No, Nick, it really didn’t, because you’re talking to us on the radio. If it literally blew your mind you’d most likely be in a cold metal cabinet with a tag on your toe, and someone would be sloshing liberal quantities of Clorox over the Writer’s Festival office floors. It figuratively blew your mind, perhaps, and it seems to me that if it is incumbent on anyone to know difference between those two things it should be the director of a Writer’s Festival for chrissakes.

On the same show, reviewer Geoff Page dispensed some pearls of wisdom about poet Jane Gibian’s new collection Ardent.

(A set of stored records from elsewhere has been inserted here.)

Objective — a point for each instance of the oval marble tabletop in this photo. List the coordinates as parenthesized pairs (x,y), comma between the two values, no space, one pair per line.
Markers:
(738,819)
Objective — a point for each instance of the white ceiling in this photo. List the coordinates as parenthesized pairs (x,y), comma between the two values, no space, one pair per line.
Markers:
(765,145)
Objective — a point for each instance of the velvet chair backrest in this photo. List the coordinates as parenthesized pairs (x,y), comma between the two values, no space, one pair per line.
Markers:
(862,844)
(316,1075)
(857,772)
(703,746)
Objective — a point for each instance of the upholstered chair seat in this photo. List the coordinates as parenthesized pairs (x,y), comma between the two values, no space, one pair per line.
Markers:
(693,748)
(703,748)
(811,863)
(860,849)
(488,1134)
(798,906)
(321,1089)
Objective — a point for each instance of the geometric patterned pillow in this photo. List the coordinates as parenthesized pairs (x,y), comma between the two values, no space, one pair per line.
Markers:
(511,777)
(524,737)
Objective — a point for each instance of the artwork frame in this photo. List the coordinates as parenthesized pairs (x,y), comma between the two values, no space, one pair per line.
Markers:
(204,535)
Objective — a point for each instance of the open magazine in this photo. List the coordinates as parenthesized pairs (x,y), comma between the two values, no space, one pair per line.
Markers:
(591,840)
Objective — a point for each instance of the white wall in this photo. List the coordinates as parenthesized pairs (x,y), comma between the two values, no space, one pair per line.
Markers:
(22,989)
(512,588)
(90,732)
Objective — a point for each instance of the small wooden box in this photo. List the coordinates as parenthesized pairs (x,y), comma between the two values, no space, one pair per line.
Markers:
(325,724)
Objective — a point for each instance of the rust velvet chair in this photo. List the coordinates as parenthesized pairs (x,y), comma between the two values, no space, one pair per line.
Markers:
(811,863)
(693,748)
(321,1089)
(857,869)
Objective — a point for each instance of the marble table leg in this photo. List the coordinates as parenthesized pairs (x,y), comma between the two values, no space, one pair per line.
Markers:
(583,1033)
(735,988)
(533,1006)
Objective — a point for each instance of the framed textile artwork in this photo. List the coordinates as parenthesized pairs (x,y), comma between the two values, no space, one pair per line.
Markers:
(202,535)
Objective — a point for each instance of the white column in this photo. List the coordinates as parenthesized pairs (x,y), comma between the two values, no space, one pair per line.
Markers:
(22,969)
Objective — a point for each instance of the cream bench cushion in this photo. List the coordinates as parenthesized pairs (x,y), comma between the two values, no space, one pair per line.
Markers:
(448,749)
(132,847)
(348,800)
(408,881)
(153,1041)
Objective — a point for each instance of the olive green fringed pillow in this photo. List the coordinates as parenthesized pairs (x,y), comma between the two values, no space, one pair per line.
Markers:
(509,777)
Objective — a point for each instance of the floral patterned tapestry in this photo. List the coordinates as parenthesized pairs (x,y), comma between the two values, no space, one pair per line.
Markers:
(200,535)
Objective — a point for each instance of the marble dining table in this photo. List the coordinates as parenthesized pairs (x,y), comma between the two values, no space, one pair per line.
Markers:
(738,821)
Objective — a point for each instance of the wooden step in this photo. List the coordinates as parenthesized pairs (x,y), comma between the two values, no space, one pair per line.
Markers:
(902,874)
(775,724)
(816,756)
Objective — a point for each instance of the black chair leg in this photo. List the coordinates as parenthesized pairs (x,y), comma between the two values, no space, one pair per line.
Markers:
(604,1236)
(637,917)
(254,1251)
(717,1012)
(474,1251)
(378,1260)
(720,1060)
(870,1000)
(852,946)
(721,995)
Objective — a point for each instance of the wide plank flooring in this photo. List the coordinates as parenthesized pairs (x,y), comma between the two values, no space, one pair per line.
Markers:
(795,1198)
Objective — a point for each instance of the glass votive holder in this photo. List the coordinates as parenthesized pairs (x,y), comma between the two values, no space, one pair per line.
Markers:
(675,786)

There is considerable range here, from the mystery of the title poem… through certain semi-satirical works… to several impressive haiku and tanka sequences. These latter forms can be a trap for younger poets who take them to be easier to write than they are, especially since, quite reasonably these days, we ignore the strict syllabic requirements of the Japanese.

Whoa there boy!

When did it become quite reasonable to abandon the strict syllabic requirements of the haiku? I said it before about limericks, and I’ll say it again about haiku: you can forget all about the structure of the form if you like, but then the thing you’re writing is not a haiku!. It is a short non-rhyming poem. Or, being charitable maybe, a short haiku-like poem. BUT IT IS NOT A HAIKU.

Allow me to draw an analogy: an elephant is a big heavy grey mammal with four solid legs and a fearsome demeanour. If we ‘ignore the strict descriptive requirements’ of the biologists we could call it a rhinoceros. Indeed, an elephant even bears some superficial resemblances to a rhinoceros, but I put it to you Mr Page: you may disagree with the biologists about what it is, but that does not actually change anything in reality.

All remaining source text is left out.